Bad ,or less politely crap, endings. You could have the most elaborate of plot with amazing twists and turns but your ending is not quite cutting it. Actually a bad ending can be a let down. If I was editing the MS I might have some ideas how to fix it (and I’d be paid for this) but as a reader it’s not my place.
I mentioned the wow factor and that’s the really hard one. Have I recommended ms, which didn’t have a wow factor? Probably, because that is darn hard to pin point and subjective besides. I tend to go the more safe and conservative route—it has a good beginning, middle and end, is well executed and has something different. There have been a few wows in there. They excite my mind. They make me admire the writer for their ideas and their execution. For the record, one of the most exciting MSs for me was a full I rejected. It wasn’t quite ready yet, but its potential screamed out of the page. I am hoping my feedback will prove useful to the author.
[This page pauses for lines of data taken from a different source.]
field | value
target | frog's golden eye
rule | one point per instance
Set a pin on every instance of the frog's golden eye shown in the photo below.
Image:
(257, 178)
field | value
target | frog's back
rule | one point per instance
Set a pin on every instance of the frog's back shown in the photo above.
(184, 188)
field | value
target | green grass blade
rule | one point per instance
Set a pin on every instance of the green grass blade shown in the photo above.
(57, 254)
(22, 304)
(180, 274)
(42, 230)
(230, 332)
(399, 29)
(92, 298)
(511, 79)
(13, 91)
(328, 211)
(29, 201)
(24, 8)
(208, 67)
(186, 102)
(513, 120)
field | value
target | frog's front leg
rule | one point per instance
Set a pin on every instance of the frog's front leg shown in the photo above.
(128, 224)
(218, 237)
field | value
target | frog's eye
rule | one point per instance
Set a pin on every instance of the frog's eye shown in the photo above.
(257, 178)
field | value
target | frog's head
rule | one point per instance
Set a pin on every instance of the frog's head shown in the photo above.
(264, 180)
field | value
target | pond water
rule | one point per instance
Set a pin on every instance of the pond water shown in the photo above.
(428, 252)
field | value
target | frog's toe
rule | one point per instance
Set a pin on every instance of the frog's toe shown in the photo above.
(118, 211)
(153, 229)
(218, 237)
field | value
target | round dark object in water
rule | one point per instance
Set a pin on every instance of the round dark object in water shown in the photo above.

Of the 21 MSs that didn’t get referred to Angry Robot, I gave the author’s feedback. I couched it in terms of my subjective view. All the authors I heard back from appreciated the comments. I don’t know about the others. However, I know how it feels to have your full ms requested and then get nothing back. I was like: What made you request it? What made you reject it? So I tried where possible to articulate that. It could save years of naval gazing. Actually it depends on the author’s reaction to the comments. If the comments lead to an ‘aha moment’ then I feel very happy about that. If they mean nothing and are just totally annoying then I don’t feel good about that. If I’ve requested the full, I think you have something. If I’ve given you comments then I’m trying to help (from my point of view) you get there next time. I’ve waited years for some meaningful feedback on my novel. When I got it I was so happy, finally the mist cleared and I could see my way out of it. I had been really down in the doldrums about a particular MS. Note here that editors are subjective too. One editor might have different ideas and approaches. That means there is no one way to develop a story.
I’ve probably covered off two blog posts in one here. If I post again, it may be about some thoughts on the process, exercise. I’m not sure.
If you are wondering do I want my life back. Yes I do. My family think I am surgically attached to my ipad. If I did this again, I’d like to get paid. LOL!